My son recently said to me, “Mum, you weren’t always my friend, but you were always my mother. You listened, encouraged – and I learnt from you that supporting another person’s success would never dampen my own. And do you remember you always gave me the biggest bit as well as the last bite?”

I wasn’t perfect. I have vivid memories of shouting at my bickering children, “Go to your rooms,” and the cheeky kids defiantly saying, “No.” So I would do the only sensible thing and say, “Right I’m going to mine then,” – which I did, usually with a glass of wine!

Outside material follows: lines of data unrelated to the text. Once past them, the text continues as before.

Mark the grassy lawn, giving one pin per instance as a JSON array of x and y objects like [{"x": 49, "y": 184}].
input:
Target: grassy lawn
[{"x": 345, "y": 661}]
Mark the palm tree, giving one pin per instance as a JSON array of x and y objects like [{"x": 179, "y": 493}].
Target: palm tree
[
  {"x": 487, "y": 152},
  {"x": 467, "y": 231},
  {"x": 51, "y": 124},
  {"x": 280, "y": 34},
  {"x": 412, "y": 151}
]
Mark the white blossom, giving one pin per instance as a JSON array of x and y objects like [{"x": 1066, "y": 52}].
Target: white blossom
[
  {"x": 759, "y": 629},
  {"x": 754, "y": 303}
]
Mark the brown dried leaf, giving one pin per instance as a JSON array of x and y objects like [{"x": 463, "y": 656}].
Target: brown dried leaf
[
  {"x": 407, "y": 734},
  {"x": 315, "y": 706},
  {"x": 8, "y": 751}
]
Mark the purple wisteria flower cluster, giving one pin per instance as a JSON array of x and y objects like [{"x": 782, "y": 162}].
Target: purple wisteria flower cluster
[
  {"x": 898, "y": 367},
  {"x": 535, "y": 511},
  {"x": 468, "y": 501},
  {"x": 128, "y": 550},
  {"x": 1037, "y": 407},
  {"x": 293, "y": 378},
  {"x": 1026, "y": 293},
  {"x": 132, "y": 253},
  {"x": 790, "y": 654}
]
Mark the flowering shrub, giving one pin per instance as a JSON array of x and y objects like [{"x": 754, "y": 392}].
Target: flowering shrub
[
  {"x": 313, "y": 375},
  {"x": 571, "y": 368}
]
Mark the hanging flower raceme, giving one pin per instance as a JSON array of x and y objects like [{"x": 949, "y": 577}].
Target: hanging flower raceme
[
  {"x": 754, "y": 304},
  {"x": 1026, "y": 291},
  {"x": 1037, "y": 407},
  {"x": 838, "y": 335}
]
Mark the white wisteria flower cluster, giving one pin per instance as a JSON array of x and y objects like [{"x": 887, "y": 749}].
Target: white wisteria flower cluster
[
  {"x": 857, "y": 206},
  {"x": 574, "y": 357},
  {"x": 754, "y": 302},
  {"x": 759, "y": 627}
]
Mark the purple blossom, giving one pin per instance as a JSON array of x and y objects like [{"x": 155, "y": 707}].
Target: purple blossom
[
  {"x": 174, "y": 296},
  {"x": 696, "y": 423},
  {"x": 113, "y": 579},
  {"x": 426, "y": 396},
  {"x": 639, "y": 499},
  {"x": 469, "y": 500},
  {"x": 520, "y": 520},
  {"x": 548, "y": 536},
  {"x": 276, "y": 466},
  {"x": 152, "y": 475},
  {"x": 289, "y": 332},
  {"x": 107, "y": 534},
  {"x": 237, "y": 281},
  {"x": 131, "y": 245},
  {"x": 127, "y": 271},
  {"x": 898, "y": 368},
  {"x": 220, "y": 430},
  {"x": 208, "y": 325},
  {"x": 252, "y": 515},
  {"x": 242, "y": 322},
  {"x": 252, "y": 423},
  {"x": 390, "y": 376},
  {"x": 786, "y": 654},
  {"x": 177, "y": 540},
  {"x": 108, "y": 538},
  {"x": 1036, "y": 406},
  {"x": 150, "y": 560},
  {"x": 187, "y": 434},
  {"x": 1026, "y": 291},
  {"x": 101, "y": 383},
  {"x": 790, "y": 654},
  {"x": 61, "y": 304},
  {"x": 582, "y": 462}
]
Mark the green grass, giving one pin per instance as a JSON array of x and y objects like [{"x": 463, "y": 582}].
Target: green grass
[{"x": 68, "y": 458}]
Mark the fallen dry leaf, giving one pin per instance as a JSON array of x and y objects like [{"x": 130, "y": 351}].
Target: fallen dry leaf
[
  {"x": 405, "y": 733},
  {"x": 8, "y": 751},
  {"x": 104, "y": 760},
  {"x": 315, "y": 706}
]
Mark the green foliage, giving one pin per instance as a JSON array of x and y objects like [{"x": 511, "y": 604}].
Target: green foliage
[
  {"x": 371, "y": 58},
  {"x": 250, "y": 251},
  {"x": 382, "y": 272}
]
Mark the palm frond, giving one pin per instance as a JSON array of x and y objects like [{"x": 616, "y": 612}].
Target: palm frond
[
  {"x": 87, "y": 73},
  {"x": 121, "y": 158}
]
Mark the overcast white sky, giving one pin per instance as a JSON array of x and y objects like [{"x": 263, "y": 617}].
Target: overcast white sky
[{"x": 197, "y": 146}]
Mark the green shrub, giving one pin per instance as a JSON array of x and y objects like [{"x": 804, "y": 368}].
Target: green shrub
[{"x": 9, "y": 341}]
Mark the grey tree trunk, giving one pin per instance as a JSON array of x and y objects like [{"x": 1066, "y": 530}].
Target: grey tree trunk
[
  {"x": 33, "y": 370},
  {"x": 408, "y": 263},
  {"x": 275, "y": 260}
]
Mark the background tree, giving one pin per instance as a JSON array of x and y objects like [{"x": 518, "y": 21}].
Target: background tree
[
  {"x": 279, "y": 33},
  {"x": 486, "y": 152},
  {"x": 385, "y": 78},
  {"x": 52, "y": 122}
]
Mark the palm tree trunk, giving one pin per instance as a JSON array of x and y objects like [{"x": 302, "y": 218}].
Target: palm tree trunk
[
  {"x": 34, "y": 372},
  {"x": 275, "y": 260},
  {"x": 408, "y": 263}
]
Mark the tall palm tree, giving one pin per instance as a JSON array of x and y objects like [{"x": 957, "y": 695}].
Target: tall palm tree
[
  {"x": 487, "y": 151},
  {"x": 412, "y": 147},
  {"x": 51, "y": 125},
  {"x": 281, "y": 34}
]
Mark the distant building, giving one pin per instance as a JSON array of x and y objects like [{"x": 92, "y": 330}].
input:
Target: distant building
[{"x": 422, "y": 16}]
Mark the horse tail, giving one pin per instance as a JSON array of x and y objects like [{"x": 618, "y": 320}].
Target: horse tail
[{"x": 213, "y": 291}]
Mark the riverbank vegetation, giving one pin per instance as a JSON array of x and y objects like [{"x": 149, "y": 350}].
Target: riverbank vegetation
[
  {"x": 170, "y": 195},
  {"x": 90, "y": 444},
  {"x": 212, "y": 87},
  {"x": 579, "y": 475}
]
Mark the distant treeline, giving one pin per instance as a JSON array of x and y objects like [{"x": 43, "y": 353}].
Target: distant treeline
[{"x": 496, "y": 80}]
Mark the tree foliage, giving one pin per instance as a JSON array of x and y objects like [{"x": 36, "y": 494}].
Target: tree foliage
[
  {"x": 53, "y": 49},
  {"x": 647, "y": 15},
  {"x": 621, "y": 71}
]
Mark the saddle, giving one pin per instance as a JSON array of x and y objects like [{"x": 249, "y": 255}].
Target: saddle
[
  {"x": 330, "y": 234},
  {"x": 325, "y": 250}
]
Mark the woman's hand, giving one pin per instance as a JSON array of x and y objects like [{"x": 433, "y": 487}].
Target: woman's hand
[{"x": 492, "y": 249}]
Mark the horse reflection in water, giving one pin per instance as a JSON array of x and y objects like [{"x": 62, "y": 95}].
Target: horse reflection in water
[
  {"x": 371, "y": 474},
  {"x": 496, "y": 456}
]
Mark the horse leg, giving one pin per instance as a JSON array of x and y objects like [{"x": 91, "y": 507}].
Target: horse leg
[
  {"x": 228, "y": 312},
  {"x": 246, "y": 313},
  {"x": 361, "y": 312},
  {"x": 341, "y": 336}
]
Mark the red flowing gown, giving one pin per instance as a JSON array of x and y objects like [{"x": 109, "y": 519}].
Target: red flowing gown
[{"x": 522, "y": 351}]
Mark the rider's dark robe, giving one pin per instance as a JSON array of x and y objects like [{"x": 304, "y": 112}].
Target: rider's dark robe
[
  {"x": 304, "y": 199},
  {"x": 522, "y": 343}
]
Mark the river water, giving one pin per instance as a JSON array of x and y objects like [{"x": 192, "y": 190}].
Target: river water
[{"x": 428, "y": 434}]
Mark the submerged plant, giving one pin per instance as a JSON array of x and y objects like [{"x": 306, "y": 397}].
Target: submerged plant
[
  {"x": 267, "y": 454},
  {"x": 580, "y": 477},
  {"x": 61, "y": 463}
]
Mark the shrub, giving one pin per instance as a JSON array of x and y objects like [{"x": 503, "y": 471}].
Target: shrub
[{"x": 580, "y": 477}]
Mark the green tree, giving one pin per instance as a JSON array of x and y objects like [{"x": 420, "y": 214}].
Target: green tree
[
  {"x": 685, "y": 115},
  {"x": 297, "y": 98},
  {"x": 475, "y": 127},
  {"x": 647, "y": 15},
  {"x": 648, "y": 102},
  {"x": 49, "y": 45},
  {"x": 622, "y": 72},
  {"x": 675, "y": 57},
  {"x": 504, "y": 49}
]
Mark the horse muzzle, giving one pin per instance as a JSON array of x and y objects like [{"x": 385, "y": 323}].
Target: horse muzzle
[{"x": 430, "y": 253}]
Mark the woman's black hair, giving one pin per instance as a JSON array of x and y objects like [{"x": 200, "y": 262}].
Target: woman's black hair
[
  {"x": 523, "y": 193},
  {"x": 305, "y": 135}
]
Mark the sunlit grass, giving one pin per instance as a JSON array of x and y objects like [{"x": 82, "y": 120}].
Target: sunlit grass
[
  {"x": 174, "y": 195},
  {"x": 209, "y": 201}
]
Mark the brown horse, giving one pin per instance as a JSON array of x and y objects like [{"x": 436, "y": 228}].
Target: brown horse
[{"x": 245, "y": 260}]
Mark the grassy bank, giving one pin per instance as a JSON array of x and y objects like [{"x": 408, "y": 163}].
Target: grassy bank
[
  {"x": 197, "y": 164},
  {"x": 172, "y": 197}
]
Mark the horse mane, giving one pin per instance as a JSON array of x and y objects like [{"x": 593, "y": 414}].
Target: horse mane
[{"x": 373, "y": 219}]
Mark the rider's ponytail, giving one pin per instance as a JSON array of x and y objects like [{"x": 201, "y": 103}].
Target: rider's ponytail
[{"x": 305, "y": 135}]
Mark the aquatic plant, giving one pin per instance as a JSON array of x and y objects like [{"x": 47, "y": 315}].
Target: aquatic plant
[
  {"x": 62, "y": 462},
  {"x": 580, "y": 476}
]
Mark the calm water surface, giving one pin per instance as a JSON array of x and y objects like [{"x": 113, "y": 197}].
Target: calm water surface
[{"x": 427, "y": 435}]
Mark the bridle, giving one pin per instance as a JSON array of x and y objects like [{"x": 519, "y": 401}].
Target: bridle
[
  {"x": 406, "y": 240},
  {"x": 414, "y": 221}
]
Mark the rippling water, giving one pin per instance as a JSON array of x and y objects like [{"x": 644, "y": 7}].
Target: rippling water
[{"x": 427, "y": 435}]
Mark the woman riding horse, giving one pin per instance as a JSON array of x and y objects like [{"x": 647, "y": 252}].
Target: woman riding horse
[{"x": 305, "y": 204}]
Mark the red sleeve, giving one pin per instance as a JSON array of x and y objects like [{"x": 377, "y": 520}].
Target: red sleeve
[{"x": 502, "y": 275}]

I don’t spend too much time replaying my mistakes. It’s all a process, you don’t have to justify or explain your parenting technique to anyone – just trust your instincts and do what is right for your family. And looking back, there were some perfect moments and memories, which when shared with my adult children are all the more rewarding.

And now for that perfect-mother, after-school scone recipe…

After-school scones

Makes 10-12 big scones

3 cups self-raising flour

½ teaspoon salt

50 g butter

approximately 1 cup milk

1 Preheat oven to 200°C. Line an oven tray with baking paper.

2 Place flour and salt in a large bowl. Warm butter and milk, stirring until the butter has fully melted. Pour into the flour and mix to a soft dough, adding extra cold milk if required.

3 Tip dough out onto a floured board and press flat into a 3cm-thick slab. Cut out squares and place close to each other on the prepared tray. Brush with milk and bake for 15-20 minutes. Cool on a wire rack, covered with a clean tea towel.